Unhappy that there was no one to attend to them at the counters, all those in the long queues got into arguments and some were roughed up. Tempers ran high as striking employees negotiated with senior officials.
It all started around 10 a.m., when officials began deserting their counters, and people in line got restless. The entire staff walked up to the first floor office of the Regional Passport Officer K.M. Venugopalan demanding an explanation for Friday's raid.

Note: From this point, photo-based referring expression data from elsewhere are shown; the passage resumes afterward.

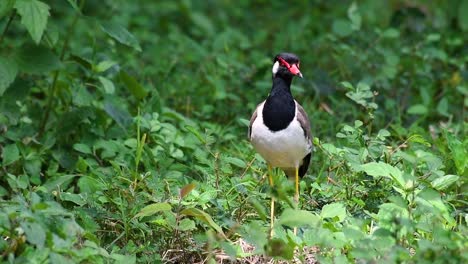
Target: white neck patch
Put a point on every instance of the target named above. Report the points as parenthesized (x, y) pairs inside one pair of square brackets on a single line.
[(275, 68)]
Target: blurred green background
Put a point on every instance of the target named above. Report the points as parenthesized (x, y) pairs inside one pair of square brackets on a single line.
[(111, 112)]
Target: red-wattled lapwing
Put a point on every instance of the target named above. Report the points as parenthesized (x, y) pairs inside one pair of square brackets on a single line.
[(280, 129)]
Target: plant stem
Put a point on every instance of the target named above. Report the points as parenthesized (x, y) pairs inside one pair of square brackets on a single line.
[(53, 86), (7, 25)]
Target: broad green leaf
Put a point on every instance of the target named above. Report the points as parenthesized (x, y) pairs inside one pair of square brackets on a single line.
[(82, 148), (444, 182), (118, 113), (35, 234), (462, 17), (36, 59), (381, 169), (88, 184), (133, 86), (186, 190), (34, 16), (418, 139), (56, 258), (58, 182), (8, 70), (153, 209), (236, 162), (195, 132), (104, 65), (121, 34), (417, 109), (204, 217), (186, 225), (123, 259), (459, 153), (107, 84), (391, 33), (74, 5), (5, 7), (10, 154), (342, 27), (443, 107), (354, 16), (334, 210), (73, 197), (297, 218)]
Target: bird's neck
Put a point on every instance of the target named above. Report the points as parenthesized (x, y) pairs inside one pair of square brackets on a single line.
[(279, 108), (281, 85)]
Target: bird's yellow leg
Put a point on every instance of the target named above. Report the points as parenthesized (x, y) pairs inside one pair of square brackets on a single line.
[(272, 205), (296, 195)]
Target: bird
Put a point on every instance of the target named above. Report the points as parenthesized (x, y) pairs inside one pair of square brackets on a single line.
[(279, 128)]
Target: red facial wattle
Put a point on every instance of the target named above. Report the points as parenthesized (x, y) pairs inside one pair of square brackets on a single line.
[(294, 68)]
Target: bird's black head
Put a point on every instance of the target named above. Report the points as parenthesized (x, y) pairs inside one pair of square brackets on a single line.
[(286, 65)]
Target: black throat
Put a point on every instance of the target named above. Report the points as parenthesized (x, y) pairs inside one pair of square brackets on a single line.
[(279, 108)]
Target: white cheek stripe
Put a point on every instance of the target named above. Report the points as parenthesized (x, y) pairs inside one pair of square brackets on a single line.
[(275, 67)]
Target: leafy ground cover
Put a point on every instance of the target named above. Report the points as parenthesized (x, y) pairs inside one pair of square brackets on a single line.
[(123, 131)]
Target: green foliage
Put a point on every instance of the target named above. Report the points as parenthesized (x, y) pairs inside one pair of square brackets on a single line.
[(122, 131)]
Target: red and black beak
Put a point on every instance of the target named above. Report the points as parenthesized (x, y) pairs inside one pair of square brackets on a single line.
[(293, 68)]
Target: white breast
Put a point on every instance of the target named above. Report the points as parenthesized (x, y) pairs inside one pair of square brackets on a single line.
[(285, 148)]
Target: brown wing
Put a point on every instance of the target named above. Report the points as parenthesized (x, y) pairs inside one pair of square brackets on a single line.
[(303, 120), (252, 119)]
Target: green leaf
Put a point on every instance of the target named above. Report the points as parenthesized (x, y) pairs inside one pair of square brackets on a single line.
[(462, 17), (6, 6), (298, 218), (334, 210), (195, 132), (342, 28), (8, 71), (391, 33), (354, 16), (36, 59), (120, 34), (236, 162), (123, 259), (73, 197), (35, 233), (107, 84), (10, 154), (381, 169), (82, 148), (459, 153), (186, 190), (153, 209), (186, 225), (417, 109), (135, 88), (59, 182), (204, 217), (34, 16), (104, 66), (444, 182), (74, 5), (443, 106)]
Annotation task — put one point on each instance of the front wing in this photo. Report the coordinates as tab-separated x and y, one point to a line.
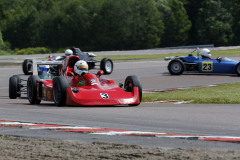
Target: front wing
100	97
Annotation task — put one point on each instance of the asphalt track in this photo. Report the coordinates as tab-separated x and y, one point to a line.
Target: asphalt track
191	119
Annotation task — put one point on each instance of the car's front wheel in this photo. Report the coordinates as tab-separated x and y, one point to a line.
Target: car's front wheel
106	65
130	82
32	89
60	85
27	67
176	67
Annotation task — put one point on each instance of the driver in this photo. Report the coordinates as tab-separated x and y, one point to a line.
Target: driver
68	52
205	53
81	68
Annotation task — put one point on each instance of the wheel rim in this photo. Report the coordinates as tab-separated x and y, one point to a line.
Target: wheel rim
29	67
129	86
56	93
108	66
238	69
176	67
30	91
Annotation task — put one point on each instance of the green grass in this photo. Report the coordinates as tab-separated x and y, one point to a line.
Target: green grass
2	52
222	94
235	52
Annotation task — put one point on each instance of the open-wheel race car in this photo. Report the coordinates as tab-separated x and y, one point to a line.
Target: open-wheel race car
106	64
202	63
69	89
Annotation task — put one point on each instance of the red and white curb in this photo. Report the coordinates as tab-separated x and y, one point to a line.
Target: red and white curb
114	132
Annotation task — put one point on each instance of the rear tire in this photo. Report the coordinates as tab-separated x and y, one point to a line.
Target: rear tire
60	85
13	87
130	82
176	67
27	67
32	89
106	65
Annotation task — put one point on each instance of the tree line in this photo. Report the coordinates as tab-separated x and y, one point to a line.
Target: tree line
118	24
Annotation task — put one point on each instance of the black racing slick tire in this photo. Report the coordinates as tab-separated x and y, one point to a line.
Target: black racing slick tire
32	89
60	85
238	69
130	82
106	65
13	87
176	67
27	67
18	85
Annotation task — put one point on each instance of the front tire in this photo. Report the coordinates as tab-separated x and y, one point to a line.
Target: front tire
60	85
32	89
130	82
106	65
238	69
13	87
27	67
176	67
18	85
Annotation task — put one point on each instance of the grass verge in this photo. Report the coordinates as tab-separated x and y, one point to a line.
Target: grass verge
221	94
233	52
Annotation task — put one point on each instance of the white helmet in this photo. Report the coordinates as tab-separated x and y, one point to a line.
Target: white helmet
206	53
68	52
81	67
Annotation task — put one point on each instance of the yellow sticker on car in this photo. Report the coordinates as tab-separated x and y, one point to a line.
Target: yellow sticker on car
207	66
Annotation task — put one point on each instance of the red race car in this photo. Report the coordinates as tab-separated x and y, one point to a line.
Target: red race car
88	89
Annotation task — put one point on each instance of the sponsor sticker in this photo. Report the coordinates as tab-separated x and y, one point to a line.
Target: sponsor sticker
104	95
93	81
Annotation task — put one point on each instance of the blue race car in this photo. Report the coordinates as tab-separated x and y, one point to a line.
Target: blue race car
202	64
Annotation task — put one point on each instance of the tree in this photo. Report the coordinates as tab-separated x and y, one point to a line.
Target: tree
1	40
214	24
176	22
128	24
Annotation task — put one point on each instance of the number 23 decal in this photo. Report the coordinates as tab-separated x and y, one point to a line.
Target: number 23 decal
207	66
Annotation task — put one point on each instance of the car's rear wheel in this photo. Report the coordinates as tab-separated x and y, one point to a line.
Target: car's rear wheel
27	67
13	87
238	69
106	65
130	82
32	89
176	67
60	85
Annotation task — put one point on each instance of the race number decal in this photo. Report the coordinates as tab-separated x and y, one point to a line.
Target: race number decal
104	95
207	66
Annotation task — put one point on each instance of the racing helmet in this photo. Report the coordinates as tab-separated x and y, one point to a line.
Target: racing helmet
81	67
206	53
68	52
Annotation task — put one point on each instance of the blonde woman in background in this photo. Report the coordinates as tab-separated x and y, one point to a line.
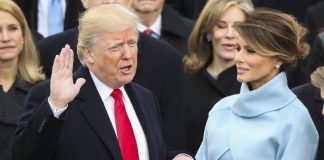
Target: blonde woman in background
265	121
312	95
19	70
210	70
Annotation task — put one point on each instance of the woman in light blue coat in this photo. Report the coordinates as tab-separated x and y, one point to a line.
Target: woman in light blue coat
265	121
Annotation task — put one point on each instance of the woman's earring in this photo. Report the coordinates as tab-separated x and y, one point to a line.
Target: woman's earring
208	37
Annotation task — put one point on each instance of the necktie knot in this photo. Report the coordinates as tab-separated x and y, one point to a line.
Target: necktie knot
116	94
148	32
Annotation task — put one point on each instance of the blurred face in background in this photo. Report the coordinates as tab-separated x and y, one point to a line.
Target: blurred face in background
11	37
223	35
92	3
147	6
252	67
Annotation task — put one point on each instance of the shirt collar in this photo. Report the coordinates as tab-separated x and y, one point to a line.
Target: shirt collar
104	90
155	27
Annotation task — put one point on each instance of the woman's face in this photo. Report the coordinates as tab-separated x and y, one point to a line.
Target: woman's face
253	67
11	37
223	34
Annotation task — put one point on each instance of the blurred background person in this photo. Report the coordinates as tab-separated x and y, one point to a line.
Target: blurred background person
265	121
210	67
316	54
312	95
163	22
19	70
49	17
188	8
313	20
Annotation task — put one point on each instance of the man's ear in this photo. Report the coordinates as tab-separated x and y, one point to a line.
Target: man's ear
88	57
85	3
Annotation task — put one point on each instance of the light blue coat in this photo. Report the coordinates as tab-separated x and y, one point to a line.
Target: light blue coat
268	123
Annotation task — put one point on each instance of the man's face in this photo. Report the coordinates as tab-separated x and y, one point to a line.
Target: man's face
92	3
147	6
113	57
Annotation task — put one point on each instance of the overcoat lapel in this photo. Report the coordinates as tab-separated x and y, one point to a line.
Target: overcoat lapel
93	110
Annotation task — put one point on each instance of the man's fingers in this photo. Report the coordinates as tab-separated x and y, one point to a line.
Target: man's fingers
55	67
71	59
79	83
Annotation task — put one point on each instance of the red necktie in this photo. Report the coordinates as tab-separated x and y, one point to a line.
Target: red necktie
148	32
125	134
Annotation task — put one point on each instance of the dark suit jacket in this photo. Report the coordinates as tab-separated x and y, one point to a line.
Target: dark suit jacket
73	9
313	21
84	131
188	8
311	98
159	70
293	7
202	92
176	29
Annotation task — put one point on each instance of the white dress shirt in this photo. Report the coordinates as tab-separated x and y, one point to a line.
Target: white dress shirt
42	12
104	92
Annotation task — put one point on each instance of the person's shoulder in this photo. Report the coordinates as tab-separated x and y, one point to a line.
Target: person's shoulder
224	104
294	109
139	89
301	89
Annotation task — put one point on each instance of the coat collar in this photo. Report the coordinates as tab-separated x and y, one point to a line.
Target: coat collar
273	95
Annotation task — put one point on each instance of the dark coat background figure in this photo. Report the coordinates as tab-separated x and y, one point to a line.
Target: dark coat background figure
30	9
310	96
201	94
314	20
176	29
296	8
316	55
11	103
188	8
84	131
159	70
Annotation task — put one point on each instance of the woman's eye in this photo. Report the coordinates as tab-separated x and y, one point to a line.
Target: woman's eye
238	48
250	51
132	43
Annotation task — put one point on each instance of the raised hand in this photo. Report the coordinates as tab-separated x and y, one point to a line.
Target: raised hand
63	89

Purushottam Lal, vice-president of the All India Passport Employees Association, says: ``We are not questioning what the CBI did. After all, they were doing their job. What is bothering us is that the RPO and the Assistant Passport Officer did not come down and stand by us.''
``They barged into my room alleging that I had prior information about the raid,'' says Venugopalan. ``On the contrary, I got to know about the raid only when the CBI officials came and told me. At that point it wasn't advisable to go down to the counters and interfere.'' The allegations and counter allegations went on for around four hours. ``I have been here since morning,'' says Neenu Datta. ``I need my passport urgently and in the morning I was told that I would get my papers in an hour. Ten minutes after that everyone stopped working. Since I just have to pick up the passport today, I'll just hang around till the paper work is done.''
Luckily for Datta, discussions between officials and employees worked out. Khatua assured the workers that he would look into the matter and the employees went back to work. At 12.30 p.m., the first few counters reopened. Everything was back to normal, much to the relief of the waiting people, by 1 p.m.